The only way to screw up is to hit load Game and lose progress then. If a player doesn't want to Save while quitting, they can just load Game first then hit Save and Exit.

AJenbo commented 1 year ago

I would like to revamp it. A lot of people fail to realize that "new game" is the way to get back to the menu and instead restart the game each time. On consoles and phones quit takes you to the main menu, since you can exit the application. But it should still be possible to quit without saving i think.

julealgon commented 1 year ago

But it should still be possible to quit without saving i think.

Agreed.

The way the game works is just too different from say D2 where it "constantly saves" the game anyways so it makes 100% sense that quitting also saves.

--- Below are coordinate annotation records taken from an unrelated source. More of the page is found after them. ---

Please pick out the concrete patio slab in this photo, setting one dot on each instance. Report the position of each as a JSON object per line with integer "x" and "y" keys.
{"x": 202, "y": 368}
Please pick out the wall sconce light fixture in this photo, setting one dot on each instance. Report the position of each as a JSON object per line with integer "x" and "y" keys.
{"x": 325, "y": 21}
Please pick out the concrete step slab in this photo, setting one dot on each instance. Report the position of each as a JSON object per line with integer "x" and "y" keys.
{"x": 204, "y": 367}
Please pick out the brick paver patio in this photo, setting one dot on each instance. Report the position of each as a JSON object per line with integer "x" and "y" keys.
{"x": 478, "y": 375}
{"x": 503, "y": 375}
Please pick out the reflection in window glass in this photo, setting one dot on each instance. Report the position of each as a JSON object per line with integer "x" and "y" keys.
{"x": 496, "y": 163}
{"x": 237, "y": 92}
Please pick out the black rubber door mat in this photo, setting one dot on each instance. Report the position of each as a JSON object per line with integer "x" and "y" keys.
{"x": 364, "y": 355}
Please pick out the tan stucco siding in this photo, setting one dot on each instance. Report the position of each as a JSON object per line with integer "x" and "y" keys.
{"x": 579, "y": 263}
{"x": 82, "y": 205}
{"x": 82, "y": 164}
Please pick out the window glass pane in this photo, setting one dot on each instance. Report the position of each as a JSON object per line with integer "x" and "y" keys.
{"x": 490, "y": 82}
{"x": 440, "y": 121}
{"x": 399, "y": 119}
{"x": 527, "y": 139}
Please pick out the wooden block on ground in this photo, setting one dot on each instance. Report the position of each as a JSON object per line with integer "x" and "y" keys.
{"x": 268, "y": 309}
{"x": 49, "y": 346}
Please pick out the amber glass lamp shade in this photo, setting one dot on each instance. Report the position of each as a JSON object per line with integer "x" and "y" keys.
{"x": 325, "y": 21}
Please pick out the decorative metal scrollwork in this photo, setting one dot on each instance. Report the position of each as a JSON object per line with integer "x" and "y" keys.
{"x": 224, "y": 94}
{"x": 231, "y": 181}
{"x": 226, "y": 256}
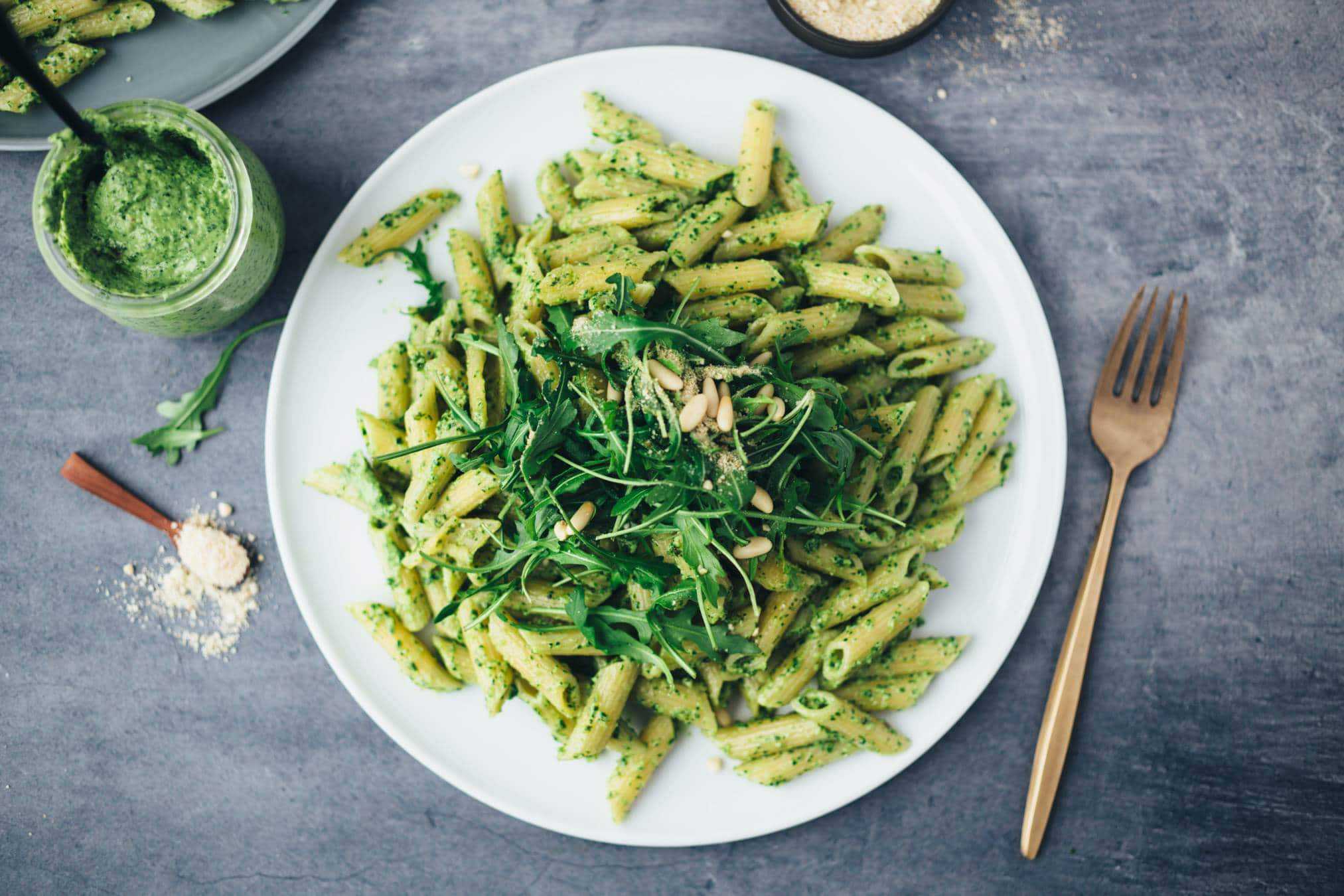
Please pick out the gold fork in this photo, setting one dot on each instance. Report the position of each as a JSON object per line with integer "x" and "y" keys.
{"x": 1130, "y": 426}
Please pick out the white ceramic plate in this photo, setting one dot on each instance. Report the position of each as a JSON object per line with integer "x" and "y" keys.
{"x": 190, "y": 62}
{"x": 848, "y": 149}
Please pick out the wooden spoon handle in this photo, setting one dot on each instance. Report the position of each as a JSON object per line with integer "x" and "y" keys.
{"x": 84, "y": 475}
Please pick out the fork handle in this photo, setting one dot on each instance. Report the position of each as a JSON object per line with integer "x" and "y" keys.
{"x": 1062, "y": 706}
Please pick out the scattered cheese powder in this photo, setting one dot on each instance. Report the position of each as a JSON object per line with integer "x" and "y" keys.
{"x": 865, "y": 19}
{"x": 185, "y": 594}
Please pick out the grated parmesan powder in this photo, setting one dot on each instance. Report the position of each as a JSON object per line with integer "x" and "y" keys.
{"x": 190, "y": 595}
{"x": 865, "y": 19}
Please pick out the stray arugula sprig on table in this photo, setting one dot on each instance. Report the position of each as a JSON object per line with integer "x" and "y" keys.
{"x": 186, "y": 417}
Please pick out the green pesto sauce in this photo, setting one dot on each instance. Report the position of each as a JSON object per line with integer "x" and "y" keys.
{"x": 144, "y": 216}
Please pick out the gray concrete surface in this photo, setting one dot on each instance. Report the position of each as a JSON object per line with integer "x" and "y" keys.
{"x": 1197, "y": 145}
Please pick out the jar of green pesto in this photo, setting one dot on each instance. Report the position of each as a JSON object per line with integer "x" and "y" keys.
{"x": 174, "y": 229}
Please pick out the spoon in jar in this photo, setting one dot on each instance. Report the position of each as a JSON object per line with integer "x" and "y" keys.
{"x": 211, "y": 554}
{"x": 17, "y": 55}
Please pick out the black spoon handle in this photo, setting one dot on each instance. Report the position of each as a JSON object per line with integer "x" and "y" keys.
{"x": 17, "y": 55}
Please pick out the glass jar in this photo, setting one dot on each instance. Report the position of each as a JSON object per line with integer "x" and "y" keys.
{"x": 232, "y": 283}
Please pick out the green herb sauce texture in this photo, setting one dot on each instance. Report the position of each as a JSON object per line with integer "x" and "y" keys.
{"x": 147, "y": 215}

kphoenix137 commented 1 year ago

How do you really fix this issue specifically? The problem is that the player forgot to save and then exited the game. I agree New Game should be renamed to something like "Exit Without Saving". Would that be enough of a reminder for the player to save though? The entire problem was a result of mindless clicking when the player is used to other modern games automatically saving. One extremely complex but potential solution might be to do it the same way that games like GTA5, RDR2, and Skyrim do it. You'd have a unique directory for the character you want to play (or mpq directory), then hero directory has the capacity for multiple saves. For example you could manually save the game before the butcher, hen manually save before Lazarus, then decide to load up the save you did before the butcher, then load the save before Lazarus again. In addition to managing multiple save points per hero, you'd have a save file labeled auto-save, which at intervals will automatically auto save the game to that save point, always saving most recent gameplay to it.

kphoenix137 commented 1 year ago

How do you really fix this issue specifically? The problem is that the player forgot to save and then exited the game. I agree New Game should be renamed to something like "Exit Without Saving". Would that be enough of a reminder for the player to save though? The entire problem was a result of mindless clicking when the player is used to other modern games automatically saving. One extremely complex but potential solution might be to do it the same way that games like GTA5, RDR2, and Skyrim do it. You'd have a unique directory for the character you want to play (or mpq directory), then hero directory has the capacity for multiple saves. For example you could manually save the game before the butcher, then manually save before Lazarus, then decide to load up the save you did before the butcher, then load the save before Lazarus again. In addition to managing multiple save points per hero, you'd have a save file labeled auto-save, which at intervals will automatically auto save the game to that save point, always saving most recent gameplay to it.

Auto-save is like a lazy option to saving then with the option to save and load manual save points without accidentally overwriting anything.

julealgon commented 1 year ago

You'd have a unique directory for the character you want to play (or mpq directory), then hero directory has the capacity for multiple saves. For example you could manually save the game before the butcher, hen manually save before Lazarus, then decide to load up the save you did before the butcher, then load the save before Lazarus again. In addition to managing multiple save points per hero, you'd have a save file labeled auto-save, which at intervals will automatically auto save the game to that save point, always saving most recent gameplay to it.

I wouldn't go as far as saying that you need separate manual save slots, but I do think having at least a passive autosave slot (that also auto-saves when exiting) alongside a fully manual slot would be a dramatic improvement over what the game currently offers and should fully prevent those accidents where people forget to save for whatever reason especially when exiting the game.

Another option to a manually-managed multi-slot solution, would be to keep the last "N" manual saves but not allow the player to pick the save slot when saving. Personally, I don't like that because it just increases the exploitability of the game but sure... would certainly open up more options for players and make the game feel more "modern".